Muslim rage has been around long before it hit the headlines after the Cold War. 23 years before the Iranian Revolution and 55 years before the 9/11 terrorist attacks, a section (pages 24-34) of the very first of the intelligence reviews published by the Military Intelligence Division of the U.S. War Department identified Islam as a threat to world stability. In fact here’s a little known view of Islam in 1946.
It would be interesting to know how many of the higher-ups in our intelligence agencies and Defense Department were even aware of this report when the hijacked planes slammed into the World Trade Center, the Pentagon, and the Pennsylvania ground. According to its authors, Islamic countries were “full of discontent and frustration” and were aware of their “inferiority.” These feelings manifested themselves in “killings and terrorism,” which were reported in “daily news accounts.” The analysts knew about the feud between the Sunnis and Shi’a. They also knew about Wahabism and the Muslim Brotherhood.

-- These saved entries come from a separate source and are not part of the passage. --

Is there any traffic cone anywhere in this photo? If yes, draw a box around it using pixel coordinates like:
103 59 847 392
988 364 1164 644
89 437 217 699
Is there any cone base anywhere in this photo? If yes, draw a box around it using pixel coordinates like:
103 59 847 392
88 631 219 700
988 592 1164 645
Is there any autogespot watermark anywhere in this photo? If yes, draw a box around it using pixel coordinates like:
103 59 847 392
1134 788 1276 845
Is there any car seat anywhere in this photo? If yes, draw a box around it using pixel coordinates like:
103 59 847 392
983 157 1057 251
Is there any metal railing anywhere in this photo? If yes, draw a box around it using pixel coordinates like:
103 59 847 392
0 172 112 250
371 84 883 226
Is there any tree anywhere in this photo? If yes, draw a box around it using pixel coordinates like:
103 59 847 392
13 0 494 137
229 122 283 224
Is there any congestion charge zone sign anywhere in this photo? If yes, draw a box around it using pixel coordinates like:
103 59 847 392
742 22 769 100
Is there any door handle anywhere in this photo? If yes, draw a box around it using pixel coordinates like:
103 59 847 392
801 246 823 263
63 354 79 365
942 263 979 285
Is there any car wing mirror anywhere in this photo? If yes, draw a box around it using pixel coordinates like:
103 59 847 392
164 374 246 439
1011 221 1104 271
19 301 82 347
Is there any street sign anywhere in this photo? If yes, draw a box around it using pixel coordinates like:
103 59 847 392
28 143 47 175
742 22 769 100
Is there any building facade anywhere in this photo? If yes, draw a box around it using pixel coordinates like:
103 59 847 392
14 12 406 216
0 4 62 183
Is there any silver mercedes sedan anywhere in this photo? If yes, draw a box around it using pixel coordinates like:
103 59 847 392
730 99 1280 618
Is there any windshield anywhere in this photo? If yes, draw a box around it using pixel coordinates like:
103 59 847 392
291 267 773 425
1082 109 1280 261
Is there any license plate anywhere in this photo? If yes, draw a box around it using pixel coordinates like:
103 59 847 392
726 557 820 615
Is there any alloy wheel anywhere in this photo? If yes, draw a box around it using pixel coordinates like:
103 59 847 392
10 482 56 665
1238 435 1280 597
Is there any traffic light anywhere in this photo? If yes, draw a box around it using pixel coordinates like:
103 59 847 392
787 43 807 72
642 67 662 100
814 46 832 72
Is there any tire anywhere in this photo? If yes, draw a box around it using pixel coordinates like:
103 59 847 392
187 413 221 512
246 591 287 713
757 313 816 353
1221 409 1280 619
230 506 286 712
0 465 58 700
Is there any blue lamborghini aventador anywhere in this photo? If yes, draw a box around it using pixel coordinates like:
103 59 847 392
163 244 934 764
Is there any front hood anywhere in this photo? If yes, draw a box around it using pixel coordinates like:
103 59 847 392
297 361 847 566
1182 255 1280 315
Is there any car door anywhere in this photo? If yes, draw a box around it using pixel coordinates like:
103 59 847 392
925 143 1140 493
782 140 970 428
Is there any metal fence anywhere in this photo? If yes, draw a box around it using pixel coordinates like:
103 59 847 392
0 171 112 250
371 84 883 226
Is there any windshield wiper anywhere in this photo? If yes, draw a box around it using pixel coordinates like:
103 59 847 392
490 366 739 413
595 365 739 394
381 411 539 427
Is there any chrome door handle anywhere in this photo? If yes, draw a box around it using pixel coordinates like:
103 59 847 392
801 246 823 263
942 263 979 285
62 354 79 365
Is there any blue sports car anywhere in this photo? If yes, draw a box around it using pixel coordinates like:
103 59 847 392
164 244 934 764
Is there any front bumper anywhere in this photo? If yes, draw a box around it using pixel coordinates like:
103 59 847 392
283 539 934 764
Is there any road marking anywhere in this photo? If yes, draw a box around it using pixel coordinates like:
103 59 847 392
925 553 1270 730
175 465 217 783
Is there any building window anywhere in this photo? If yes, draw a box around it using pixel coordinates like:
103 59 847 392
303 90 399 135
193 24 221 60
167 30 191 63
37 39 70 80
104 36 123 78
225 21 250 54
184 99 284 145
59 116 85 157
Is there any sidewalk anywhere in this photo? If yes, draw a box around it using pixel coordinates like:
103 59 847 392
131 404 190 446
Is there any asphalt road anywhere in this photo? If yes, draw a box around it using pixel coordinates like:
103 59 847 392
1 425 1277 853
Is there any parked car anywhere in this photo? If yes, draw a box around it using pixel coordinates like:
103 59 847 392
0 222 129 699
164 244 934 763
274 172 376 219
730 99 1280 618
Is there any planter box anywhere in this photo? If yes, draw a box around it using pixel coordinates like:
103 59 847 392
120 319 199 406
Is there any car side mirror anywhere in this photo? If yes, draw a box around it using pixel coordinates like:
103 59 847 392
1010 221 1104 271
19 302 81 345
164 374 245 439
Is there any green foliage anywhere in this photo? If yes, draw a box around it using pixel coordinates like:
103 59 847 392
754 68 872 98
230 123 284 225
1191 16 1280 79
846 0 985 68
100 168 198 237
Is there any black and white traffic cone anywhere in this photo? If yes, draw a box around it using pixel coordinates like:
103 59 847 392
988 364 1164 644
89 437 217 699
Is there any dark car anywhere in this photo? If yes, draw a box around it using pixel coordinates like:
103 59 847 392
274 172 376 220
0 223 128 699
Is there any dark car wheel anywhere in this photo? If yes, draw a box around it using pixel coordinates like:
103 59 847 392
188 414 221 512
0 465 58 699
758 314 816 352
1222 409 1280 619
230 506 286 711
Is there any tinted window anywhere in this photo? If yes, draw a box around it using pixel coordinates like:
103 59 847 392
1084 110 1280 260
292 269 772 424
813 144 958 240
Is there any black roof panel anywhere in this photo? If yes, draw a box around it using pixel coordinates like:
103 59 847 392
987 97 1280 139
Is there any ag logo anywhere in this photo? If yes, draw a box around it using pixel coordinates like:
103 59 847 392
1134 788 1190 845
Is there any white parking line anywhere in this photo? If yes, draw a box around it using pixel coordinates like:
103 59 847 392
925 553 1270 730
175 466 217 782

I won’t reproduce in its entirety the section of the report entitled “Islam: A Threat to World Peace”. You can read it all in the report. But here’s something from the last page.
Two basic urges meet head-on in this area, and conflict is inherent in this collision of interests. These urges reveal themselves in daily news accounts of killings and terrorism, of pressure groups in opposition, and of raw nationalism and naked expansionism masquerading as diplomatic maneuvers. The urges tie together the tangled threads of power politics which—snarled in the lap of the United Nations Assembly—lead back to the centers of Islamic pressure and to the capitals of the world’s biggest nations.
That last entry could be written today.